Re: Pożywka dla fantazji o zniszczeniu świata.

Postautor: chudzielec » wt wrz 22, 2020 6:30 pm

Świat nie. Najwyżej ludzie.

Gbur
Posty: 636
Rejestracja: pt sty 08, 2016 12:00 am
Kontakt:

Re: Pożywka dla fantazji o zniszczeniu świata.

Postautor: Gbur » wt wrz 22, 2020 9:04 pm

Fakt. W sumie to powinienem napisać "zmieni się kształt świata, który noszę w pamięci".
"Było nie ma - poszło w dym.

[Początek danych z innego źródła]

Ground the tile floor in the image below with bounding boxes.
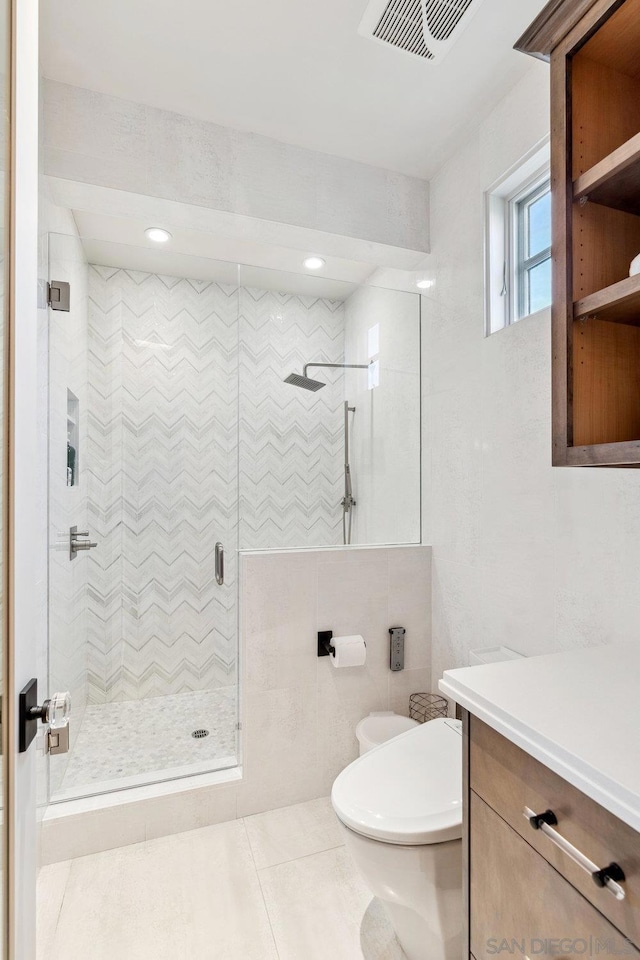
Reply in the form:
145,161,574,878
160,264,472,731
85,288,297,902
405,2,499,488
38,799,405,960
51,686,238,800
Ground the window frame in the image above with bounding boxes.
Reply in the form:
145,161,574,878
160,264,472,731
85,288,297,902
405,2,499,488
506,172,551,325
484,138,551,337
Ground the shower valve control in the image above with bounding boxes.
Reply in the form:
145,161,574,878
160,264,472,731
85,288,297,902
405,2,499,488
389,627,407,673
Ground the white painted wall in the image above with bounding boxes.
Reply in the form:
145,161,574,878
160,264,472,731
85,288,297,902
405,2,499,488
345,287,421,543
423,63,640,682
44,81,429,251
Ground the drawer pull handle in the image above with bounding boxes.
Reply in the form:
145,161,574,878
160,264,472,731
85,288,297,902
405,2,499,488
529,810,558,830
524,807,626,900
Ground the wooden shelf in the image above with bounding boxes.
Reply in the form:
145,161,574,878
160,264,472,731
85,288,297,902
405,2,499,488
573,133,640,213
573,275,640,327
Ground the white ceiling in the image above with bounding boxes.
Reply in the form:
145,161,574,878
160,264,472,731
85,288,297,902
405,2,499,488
41,0,544,178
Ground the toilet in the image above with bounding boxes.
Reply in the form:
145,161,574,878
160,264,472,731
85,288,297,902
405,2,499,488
331,719,462,960
356,710,420,756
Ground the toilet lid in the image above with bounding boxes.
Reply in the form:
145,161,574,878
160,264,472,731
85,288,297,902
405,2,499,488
331,719,462,845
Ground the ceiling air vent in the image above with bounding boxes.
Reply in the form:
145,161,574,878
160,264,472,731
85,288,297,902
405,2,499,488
358,0,483,63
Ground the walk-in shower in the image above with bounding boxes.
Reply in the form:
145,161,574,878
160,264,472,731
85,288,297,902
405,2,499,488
41,206,420,801
284,362,372,546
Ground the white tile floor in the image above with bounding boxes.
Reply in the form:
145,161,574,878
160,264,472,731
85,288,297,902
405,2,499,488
51,686,238,800
38,800,404,960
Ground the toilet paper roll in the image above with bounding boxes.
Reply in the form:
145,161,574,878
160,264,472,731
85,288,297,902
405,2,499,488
331,635,367,668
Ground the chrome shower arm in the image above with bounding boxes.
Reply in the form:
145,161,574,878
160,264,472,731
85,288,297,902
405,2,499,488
304,363,370,377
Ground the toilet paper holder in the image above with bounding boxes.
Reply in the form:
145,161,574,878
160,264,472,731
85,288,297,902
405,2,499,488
318,630,336,657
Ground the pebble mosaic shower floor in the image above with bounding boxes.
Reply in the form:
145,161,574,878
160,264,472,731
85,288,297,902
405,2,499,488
51,687,238,800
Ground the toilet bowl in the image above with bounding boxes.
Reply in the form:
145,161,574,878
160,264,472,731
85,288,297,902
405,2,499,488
331,719,462,960
356,710,419,756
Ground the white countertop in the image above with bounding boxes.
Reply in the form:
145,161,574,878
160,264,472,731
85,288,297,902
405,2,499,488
439,639,640,831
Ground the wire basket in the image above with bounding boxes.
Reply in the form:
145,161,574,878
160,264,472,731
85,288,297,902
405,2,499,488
409,693,449,723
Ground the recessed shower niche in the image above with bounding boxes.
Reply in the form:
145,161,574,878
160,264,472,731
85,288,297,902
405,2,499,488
67,390,80,487
48,221,420,801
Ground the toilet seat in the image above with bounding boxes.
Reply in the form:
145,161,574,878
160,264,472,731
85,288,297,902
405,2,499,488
331,719,462,846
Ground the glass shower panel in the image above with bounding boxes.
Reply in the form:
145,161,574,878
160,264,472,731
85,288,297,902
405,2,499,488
49,234,239,800
239,266,421,550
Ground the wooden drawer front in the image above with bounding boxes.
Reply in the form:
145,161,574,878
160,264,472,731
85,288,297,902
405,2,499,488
469,717,640,946
470,793,640,960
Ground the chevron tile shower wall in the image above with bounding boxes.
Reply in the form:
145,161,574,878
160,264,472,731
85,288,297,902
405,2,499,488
48,227,422,808
87,266,238,703
87,266,344,703
240,288,345,550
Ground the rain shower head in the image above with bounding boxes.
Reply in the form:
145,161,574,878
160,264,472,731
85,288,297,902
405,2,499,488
284,363,369,393
284,373,326,393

Tylko popiół został w rękach."

Gbur
Posty: 636
Rejestracja: pt sty 08, 2016 12:00 am
Kontakt:

Re: Pożywka dla fantazji o zniszczeniu świata.

Postautor: Gbur » sob lis 21, 2020 9:58 pm

Pisałem ten post dwa lata temu, więc postanowiłem go dokończyć :)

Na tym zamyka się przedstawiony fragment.